The Top Reason Most IT Organisations Can’t Quickly Resolve Critical Incidents

Most organisations today are digital businesses. In other words, they rely on electronic processes to run their core business. Digital processes dramatically streamline and enable more accurate and often higher quality operations. However, they also create major disruptions when there are problems with the applications or systems running these processes – or the Internet or corporate network enabling them. In other words, they are the source of critical events that become incidents requiring IT involvement. By Vincent Geffray, Senior Director, Product Marketing, Everbridge.

Friday, 14th June 2019 Posted 7 years ago in by Phil Alsop

Quick resolution is essential to avoid a severe impact to the company, its customers, partners, and employees. Yet most organisations fail to achieve that goal, and they need to understand why so they can realise far better outcomes.

Unplanned downtime costs a fortune

If you think your business is safe from these critical incidents, think again. According to the Ponemon Institute, the chances of experiencing a data breach are 1 in 4. Add to that unforeseen Internet and electric outages and network issues due to natural disasters, weather, and human error, and the odds are against you.

Whatever the incident, your goal should be minimising the duration of the disruption so you can, in turn, minimise the impact on your customers and business.

Let’s say you incur £5,000 per minute for unplanned downtime. This factors in all related outlay and monetary impacts, including directing highly skilled IT staff away from current projects and activities, lost IT and non-IT employee productivity, incurring regulatory fines, and losing revenue and even opportunities (such as not being able to process an order or serve a prospective customer). In other words, £5,000 is a conservative estimate.

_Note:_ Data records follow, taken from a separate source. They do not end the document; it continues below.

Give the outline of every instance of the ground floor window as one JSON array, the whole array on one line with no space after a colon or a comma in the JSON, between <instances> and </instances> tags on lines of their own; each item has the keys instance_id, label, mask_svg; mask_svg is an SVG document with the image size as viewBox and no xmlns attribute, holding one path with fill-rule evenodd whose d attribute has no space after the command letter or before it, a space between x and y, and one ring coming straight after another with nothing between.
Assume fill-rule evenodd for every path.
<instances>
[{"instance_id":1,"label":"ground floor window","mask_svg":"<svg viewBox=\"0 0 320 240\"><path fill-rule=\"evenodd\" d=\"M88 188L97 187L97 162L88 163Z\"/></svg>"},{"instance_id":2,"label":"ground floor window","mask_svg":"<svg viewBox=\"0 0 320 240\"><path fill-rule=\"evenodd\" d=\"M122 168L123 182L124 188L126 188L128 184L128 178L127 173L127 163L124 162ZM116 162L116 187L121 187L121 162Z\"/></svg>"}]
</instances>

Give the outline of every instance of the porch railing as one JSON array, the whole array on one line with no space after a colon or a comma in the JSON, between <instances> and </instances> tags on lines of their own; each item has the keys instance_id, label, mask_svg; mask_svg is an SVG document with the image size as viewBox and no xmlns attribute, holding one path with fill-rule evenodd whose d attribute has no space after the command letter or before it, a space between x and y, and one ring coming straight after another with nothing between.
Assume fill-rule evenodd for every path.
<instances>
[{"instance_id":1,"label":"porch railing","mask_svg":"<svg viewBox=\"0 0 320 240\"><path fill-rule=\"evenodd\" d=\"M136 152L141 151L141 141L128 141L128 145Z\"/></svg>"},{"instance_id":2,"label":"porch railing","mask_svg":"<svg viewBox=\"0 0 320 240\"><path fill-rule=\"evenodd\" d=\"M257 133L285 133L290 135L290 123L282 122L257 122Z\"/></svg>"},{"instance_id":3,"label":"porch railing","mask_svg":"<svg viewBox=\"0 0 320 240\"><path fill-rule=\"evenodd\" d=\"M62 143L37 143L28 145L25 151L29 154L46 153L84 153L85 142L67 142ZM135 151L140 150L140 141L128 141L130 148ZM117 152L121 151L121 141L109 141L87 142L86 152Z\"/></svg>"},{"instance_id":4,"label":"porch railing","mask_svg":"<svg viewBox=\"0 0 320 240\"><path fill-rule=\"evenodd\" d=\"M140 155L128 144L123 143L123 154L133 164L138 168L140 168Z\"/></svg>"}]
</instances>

Simply put, the costs are high – and organisations are likely to lose more than they can calculate, since existing customers and prospective customers might turn to a competitor. Who knows what revenue you have left on the table over the lifetime relationship with a customer who walked away or never signed on to do business with you?

Add up all the related costs and one hour of unplanned downtime could easily cost your organisation £300,000. Experience just a handful of these a year – in line with IDG’s survey finding that most companies reported as many as five critical IT events each year – and you exceed £1 million.

Minimising the mean time to resolve (MTTR) by collapsing the mean time to find someone!

In the IT world, the duration of an incident is measured by the average time that elapses from the incident being opened or reported until it is resolved or closed. The IDG survey found that it takes most companies an average of 39 minutes just to assemble the correct incident response team. The larger the organisation, the more distributed the IT staff, the more complex the computer applications, the larger the number of resolvers and the longer to time to identify the right IT staff and engage the team. It’s easy to see how the time to resolve an incident can extend well beyond an hour.

Once the team is assembled, it can be quite time-consuming to unravel the issue and work toward a resolution. Most organisations are deploying a growing number of vital IT services and applications. With that comes a growing level of complexity of apps/IT services and cloud management that makes it increasingly difficult to easily determine what’s gone wrong.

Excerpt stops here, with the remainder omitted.